We knew dolphins were clever, but not everyone
is aware that some had enrolled in the Navy and are
tasked with searching for underwater mines and detecting
enemy divers. Now they and their San Diego-based
trainers are preparing for a new challenge: locating the
few surviving vaquita, the smallest porpoise, in Mexico's
upper Sea of Cortez.
The vaquita population has dwindled over the past
two decades, with probably fewer than 60 of them
surviving today. They've fallen victim as by-catch of
rampant illegal fishing for totoaba (a large bass) whose
swim bladders, when smuggled from Mexico into China,
fetch anywhere from $100 to $1000 + from wealthy
Chinese gourmands, who believe it has anti-aging benefits.

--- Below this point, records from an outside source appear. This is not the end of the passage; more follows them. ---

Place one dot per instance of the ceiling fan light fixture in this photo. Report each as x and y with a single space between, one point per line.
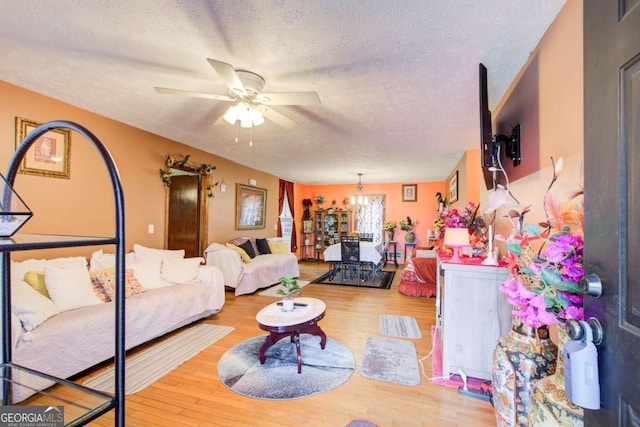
248 115
233 114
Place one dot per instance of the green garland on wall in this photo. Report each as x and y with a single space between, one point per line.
183 164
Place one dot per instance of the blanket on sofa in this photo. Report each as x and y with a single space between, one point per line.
419 277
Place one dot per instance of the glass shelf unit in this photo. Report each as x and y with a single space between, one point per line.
330 226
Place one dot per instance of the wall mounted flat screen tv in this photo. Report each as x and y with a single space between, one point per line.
492 146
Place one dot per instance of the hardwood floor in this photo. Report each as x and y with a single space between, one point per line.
191 395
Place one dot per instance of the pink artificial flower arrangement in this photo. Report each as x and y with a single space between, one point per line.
546 268
451 218
544 284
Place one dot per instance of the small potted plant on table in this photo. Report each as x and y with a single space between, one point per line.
289 287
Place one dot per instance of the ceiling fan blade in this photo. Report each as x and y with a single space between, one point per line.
278 118
179 92
229 75
289 98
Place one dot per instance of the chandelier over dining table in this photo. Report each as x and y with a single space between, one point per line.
359 198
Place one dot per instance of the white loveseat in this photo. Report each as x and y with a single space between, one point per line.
247 274
73 329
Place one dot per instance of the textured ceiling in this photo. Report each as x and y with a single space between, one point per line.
398 80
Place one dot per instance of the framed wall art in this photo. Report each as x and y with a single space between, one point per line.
49 155
409 192
251 207
453 188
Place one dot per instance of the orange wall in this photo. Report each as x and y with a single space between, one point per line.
423 211
560 100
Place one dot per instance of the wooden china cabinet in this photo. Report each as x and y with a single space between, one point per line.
329 227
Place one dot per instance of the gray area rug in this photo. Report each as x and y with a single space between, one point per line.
383 281
391 360
240 370
399 326
273 291
148 366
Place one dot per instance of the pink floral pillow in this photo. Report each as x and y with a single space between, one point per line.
106 279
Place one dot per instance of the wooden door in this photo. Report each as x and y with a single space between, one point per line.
612 201
184 215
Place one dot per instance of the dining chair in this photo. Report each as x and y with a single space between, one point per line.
376 269
350 257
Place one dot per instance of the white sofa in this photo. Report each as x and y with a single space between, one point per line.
73 329
246 274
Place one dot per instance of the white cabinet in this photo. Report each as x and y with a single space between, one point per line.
473 314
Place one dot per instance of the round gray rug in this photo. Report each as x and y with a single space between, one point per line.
240 370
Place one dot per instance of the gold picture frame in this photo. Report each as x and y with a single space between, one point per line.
49 155
409 192
453 187
251 207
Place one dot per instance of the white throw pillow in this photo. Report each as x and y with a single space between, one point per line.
100 260
70 288
176 271
148 274
31 307
20 268
143 254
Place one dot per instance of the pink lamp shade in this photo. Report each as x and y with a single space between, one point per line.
456 238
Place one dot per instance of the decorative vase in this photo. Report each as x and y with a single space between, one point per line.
548 404
287 304
523 355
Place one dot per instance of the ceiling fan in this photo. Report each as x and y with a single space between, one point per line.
245 92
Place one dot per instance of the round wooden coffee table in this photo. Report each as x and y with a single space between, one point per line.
302 320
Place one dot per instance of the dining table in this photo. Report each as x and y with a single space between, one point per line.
369 252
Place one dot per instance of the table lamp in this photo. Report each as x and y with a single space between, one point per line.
456 238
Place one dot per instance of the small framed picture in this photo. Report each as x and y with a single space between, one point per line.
48 155
453 187
409 192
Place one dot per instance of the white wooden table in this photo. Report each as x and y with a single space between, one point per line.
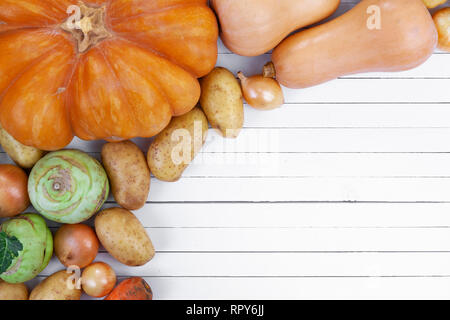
344 192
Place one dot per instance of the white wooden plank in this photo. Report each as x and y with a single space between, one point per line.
247 165
351 115
374 91
300 239
303 189
315 140
289 215
281 265
294 215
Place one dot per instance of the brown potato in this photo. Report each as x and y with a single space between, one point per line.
24 156
442 20
56 287
9 291
221 100
176 146
433 3
124 237
128 173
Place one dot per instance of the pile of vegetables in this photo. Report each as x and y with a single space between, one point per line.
130 69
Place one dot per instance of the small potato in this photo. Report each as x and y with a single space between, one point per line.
124 237
9 291
128 173
442 20
433 3
25 157
222 102
58 286
176 146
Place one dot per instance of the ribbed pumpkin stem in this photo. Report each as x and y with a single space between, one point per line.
90 29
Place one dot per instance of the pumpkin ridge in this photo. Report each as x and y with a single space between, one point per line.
153 12
120 86
157 83
28 67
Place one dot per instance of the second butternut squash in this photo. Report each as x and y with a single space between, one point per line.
376 35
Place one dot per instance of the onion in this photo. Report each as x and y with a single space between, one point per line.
76 245
13 191
262 91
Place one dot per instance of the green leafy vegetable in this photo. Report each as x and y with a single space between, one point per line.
9 250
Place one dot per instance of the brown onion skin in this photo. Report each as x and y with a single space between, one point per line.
13 191
76 245
442 21
98 279
262 92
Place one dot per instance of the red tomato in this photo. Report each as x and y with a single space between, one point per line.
13 191
98 279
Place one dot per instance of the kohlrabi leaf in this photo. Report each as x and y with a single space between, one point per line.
9 250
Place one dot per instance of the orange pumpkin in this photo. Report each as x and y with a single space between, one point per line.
121 70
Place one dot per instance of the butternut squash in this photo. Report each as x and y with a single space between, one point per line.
376 35
253 27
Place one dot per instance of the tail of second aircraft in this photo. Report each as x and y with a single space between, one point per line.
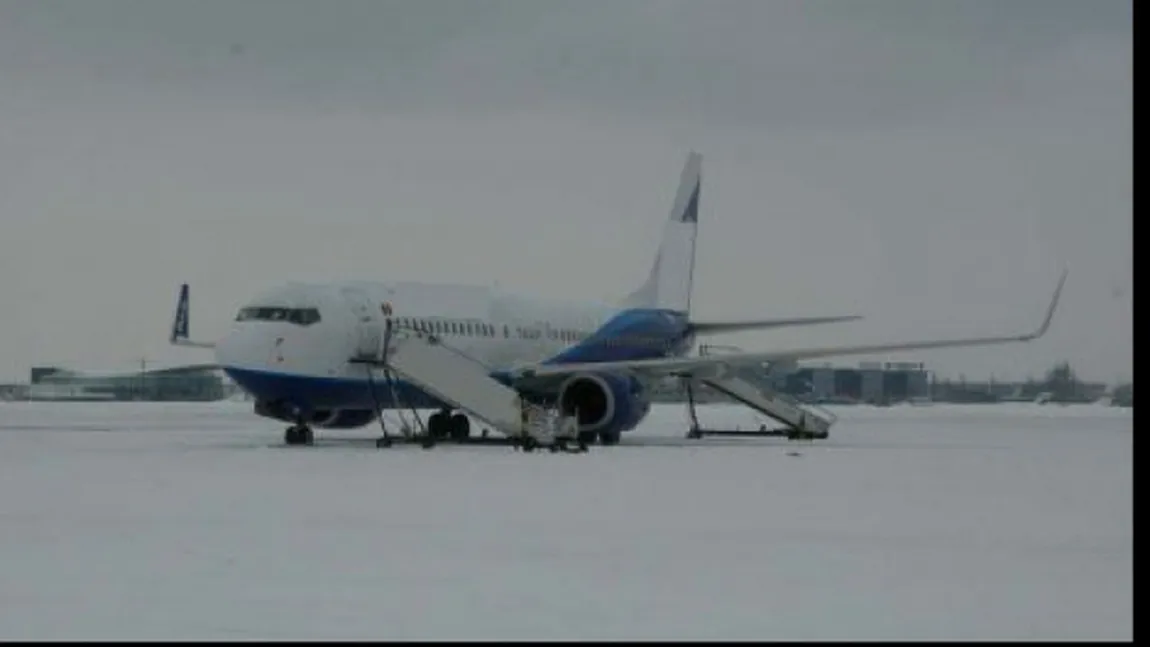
668 286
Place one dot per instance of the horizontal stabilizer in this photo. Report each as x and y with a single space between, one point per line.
700 367
718 328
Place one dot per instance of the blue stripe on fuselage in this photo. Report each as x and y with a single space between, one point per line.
630 334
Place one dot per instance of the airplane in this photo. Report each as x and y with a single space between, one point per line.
293 348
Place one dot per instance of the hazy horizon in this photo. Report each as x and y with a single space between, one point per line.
930 164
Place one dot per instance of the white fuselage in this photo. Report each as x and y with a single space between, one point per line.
497 329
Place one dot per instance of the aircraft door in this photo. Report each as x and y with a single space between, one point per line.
368 330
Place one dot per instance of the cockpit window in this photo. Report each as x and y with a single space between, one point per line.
299 316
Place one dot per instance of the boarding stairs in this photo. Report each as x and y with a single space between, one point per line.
466 384
799 421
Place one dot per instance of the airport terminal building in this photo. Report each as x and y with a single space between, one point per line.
161 385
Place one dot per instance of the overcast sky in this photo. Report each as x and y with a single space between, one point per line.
930 164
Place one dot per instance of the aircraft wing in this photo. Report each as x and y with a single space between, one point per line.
704 367
717 328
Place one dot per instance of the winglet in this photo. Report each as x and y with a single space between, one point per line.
179 323
1050 312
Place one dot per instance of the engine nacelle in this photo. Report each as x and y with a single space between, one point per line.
342 418
323 418
604 402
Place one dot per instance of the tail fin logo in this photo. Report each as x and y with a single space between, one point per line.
179 324
691 213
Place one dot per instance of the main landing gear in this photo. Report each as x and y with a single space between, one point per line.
299 434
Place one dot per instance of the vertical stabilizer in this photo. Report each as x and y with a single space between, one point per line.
668 286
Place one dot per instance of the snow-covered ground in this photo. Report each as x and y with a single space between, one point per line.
192 522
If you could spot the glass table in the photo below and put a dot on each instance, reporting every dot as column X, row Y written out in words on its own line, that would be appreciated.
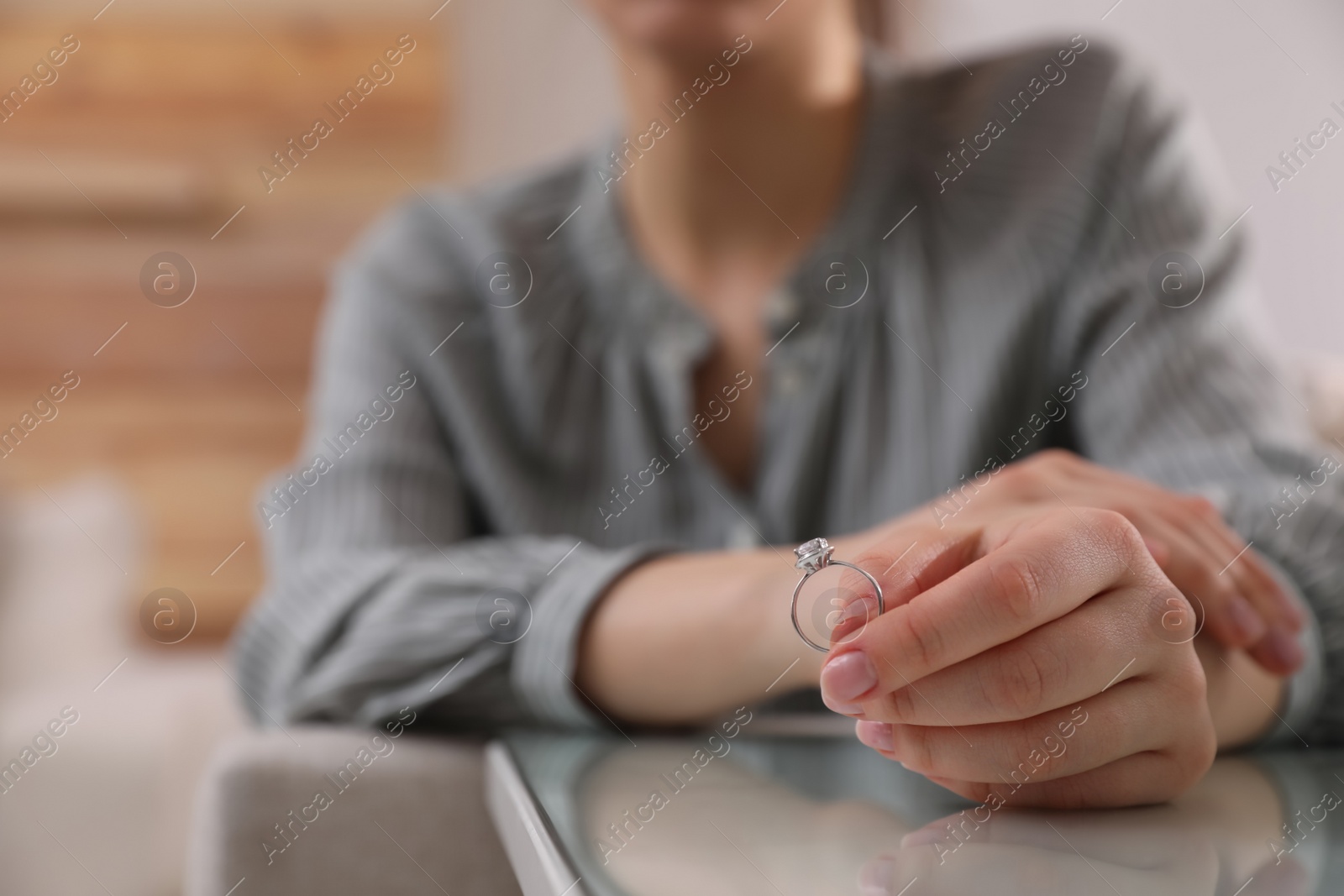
column 777, row 815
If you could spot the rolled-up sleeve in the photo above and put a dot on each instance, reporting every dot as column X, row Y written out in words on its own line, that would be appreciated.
column 1182, row 387
column 385, row 586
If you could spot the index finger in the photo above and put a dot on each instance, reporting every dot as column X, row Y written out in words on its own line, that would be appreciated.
column 1034, row 570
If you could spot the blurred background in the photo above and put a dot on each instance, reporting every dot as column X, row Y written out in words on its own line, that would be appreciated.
column 147, row 139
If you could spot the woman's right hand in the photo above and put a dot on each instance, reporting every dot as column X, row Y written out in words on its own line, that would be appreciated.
column 1242, row 604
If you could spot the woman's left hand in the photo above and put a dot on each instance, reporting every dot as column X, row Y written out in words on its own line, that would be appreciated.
column 1048, row 667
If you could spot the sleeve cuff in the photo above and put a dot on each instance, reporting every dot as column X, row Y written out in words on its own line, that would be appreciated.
column 1305, row 691
column 546, row 658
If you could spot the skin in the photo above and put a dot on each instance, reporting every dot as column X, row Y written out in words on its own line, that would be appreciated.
column 1054, row 577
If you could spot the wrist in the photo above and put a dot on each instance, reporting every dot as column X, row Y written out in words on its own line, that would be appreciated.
column 783, row 652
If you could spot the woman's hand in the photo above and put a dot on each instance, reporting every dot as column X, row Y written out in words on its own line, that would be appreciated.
column 1242, row 604
column 1043, row 652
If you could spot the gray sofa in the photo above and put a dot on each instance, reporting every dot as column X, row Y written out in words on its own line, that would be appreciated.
column 412, row 821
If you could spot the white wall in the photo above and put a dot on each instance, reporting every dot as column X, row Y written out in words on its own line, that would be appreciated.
column 534, row 81
column 1253, row 97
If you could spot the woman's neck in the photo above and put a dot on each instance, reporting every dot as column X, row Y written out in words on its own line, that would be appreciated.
column 732, row 170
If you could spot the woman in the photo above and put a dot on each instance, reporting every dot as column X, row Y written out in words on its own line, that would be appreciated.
column 566, row 427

Captured vaquitas would be placed inside protective
pens off the coast of San Felipe in the hope that they might have a better chance of surviving. The operation,
planned for May, is the latest in a series of efforts
aimed at protecting vaquitas, small cetaceans that live
only in the rich and turbid waters of the Upper Gulf of
California.
In fact, I recruited an Undercurrent subscriber and photographer more than 29 years ago to join an undercover
Defenders of Wildlife effort in San Felipe, Mexico,
to document the illegal totoaba fishermen and the failing
vaquita population. Of course, Mexican authorities
paid no heed to their efforts, or those of other environmental
groups and scientists, and today the vaquita is
near extinction. And, the totoaba won't be far behind.